Aber der Versuch, die Wirtschaft nach einem großen Plan zu gestalten, misslang im großen Stil, wie die Zahlen, die Cohen nennt, veranschaulichen – von Mises hatte Recht gehabt! Dies führte dann zum oben beschriebenen Kronstädter Matrosenaufstand, der zwar niedergeschlagen wurde, dessen Forderungen aber nicht mehr aus der Welt zu schaffen waren. Die Sowjetunion kehrte der Planwirtschaft den Rücken zu und führte marktwirtschaftliche Elemente ein. Das geschah unter dem Slogan „Neue Ökonomische Politik“. Dies war mit Sicherheit weiterhin ein System, in dem der Staat großen Einfluss nahm. Und doch war es eben kein Sozialismus mehr. Es war ein interventionistisches System, in dem es wieder mehr als einen Akteur, mehr als ein Entscheidungszentrum gab – auch wenn diese individuelle, dezentrale Planung stets sehr eingeschränkt blieb.
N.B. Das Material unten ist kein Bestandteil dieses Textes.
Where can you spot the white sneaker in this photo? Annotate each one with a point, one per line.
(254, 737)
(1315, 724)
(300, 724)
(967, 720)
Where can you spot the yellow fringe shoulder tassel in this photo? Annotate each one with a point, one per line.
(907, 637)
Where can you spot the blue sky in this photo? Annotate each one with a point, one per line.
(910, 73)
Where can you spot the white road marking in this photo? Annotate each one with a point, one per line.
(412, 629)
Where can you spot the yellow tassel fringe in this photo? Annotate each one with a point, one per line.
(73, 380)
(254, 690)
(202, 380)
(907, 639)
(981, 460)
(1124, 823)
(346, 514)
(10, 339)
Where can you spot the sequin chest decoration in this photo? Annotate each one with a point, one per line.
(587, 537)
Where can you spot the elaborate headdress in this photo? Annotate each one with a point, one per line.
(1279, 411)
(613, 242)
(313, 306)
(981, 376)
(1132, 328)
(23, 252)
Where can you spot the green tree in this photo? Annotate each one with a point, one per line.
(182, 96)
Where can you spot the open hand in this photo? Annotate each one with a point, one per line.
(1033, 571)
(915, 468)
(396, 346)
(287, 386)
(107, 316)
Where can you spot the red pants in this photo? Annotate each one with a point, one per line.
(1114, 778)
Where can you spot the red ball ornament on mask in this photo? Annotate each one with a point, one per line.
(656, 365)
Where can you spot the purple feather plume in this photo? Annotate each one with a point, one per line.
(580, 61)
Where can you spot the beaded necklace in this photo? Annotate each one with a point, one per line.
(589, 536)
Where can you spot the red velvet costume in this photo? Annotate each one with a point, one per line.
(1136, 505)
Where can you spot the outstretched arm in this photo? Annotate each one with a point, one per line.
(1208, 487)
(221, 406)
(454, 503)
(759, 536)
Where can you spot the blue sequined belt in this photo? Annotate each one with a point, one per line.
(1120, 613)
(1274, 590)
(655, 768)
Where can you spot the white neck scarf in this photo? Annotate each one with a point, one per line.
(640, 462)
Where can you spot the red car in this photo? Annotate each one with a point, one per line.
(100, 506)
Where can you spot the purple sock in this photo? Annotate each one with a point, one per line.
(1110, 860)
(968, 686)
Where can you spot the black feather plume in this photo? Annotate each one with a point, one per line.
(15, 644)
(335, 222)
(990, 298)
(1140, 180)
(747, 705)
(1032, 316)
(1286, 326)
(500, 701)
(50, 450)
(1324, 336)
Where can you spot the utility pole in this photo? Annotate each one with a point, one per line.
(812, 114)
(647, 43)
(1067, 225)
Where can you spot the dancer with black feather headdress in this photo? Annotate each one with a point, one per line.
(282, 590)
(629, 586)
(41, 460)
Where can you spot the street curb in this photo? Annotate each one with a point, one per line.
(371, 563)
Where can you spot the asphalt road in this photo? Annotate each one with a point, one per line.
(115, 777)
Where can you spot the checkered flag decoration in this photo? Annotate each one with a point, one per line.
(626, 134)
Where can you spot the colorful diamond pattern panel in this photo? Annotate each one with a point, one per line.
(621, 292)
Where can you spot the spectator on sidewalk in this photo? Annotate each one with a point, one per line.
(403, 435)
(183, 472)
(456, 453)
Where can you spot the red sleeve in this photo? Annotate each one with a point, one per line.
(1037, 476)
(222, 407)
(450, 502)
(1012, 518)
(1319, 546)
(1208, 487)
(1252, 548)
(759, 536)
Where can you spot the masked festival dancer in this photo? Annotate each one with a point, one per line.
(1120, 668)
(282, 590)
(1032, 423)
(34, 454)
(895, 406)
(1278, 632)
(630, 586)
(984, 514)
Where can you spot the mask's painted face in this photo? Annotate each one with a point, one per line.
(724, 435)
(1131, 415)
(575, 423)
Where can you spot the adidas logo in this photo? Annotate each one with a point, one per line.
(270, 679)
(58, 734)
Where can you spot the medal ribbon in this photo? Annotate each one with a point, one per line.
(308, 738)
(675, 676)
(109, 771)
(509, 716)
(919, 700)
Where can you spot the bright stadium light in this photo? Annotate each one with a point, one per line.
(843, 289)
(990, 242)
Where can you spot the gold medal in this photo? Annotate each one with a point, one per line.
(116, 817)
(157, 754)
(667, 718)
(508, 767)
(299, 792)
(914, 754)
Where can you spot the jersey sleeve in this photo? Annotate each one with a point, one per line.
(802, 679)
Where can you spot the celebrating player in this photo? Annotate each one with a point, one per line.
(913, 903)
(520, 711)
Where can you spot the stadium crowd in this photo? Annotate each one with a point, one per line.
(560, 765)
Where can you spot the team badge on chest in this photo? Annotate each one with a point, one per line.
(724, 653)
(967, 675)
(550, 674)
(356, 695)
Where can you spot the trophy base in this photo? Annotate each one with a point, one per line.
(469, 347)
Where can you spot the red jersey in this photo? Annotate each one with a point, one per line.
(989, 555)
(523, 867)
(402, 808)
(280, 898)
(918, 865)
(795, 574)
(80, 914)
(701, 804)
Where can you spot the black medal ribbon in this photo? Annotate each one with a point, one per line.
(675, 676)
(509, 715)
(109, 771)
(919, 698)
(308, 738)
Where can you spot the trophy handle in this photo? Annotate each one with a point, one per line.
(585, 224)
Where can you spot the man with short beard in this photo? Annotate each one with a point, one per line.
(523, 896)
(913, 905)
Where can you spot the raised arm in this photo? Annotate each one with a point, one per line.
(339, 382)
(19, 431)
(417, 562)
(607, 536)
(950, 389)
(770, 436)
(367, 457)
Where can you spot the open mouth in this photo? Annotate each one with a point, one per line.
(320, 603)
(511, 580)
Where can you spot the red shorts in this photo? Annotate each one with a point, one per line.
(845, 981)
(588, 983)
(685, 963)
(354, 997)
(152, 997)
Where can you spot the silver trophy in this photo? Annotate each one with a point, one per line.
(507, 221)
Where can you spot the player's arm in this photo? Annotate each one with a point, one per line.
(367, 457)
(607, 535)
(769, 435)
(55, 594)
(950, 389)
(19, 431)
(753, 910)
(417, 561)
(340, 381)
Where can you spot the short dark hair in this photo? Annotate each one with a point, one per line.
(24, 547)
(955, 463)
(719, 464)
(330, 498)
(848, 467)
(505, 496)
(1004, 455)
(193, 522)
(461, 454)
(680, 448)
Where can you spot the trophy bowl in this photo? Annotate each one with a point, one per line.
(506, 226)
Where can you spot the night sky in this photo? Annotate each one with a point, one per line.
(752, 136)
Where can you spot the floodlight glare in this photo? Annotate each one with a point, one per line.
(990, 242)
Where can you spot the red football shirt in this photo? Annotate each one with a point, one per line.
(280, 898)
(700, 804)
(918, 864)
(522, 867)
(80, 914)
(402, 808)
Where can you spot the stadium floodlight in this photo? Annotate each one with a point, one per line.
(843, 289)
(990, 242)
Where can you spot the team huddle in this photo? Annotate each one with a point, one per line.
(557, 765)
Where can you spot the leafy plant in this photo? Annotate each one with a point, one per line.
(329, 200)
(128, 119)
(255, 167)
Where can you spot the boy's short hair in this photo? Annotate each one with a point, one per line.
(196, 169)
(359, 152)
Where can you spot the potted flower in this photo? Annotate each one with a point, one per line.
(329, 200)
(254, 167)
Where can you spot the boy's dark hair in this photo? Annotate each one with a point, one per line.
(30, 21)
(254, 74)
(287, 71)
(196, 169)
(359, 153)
Die Abkehr vom Sozialismus änderte sich auch unter der Ägide Stalins nicht. Zwar nahm dieser mit seiner Kollektivierung einige der wirtschaftlichen Freiheiten des Bürgers wieder zurück. Doch versuchte auch er nicht mehr, die Wirtschaft anhand eines vorgefertigten Planes zu gestalten. Der Sozialismus war ein für alle Mal aufgegeben worden. Der Ökonom Peter Boettke fast zusammen: “The Soviet system merely gave the appearance of a centrally planned system, when in reality the system depended crucially upon decentralized decision-making processes to achieve any degree of coordination.“
Was 1989 also scheiterte war nicht der Kommunismus (oder Sozialismus). Der hatte 1921 in den Händen der Kronstädter Matrosen seinen letzten Atemzug getan. Was 1989 sein Ende fand, war ein höchst interventionistisches System. (Etwas, das von Mises und von Hayek übrigens auch aufs Schärfste kritisierten – auf einer Linie mit dem späten Marx.) Vielleicht ist es dann die größte Leistung der Verteidiger des Kommunismus gewesen, die Illusion aufrechtzuerhalten, dass dieser überhaupt noch so lange existiert hätte. Und das so erfolgreich, dass selbst die größten Kritiker der Planwirtschaft hierauf hereingefallen sind… Das ist es, was Michael Polanyi die „foolishness of history“ nennt.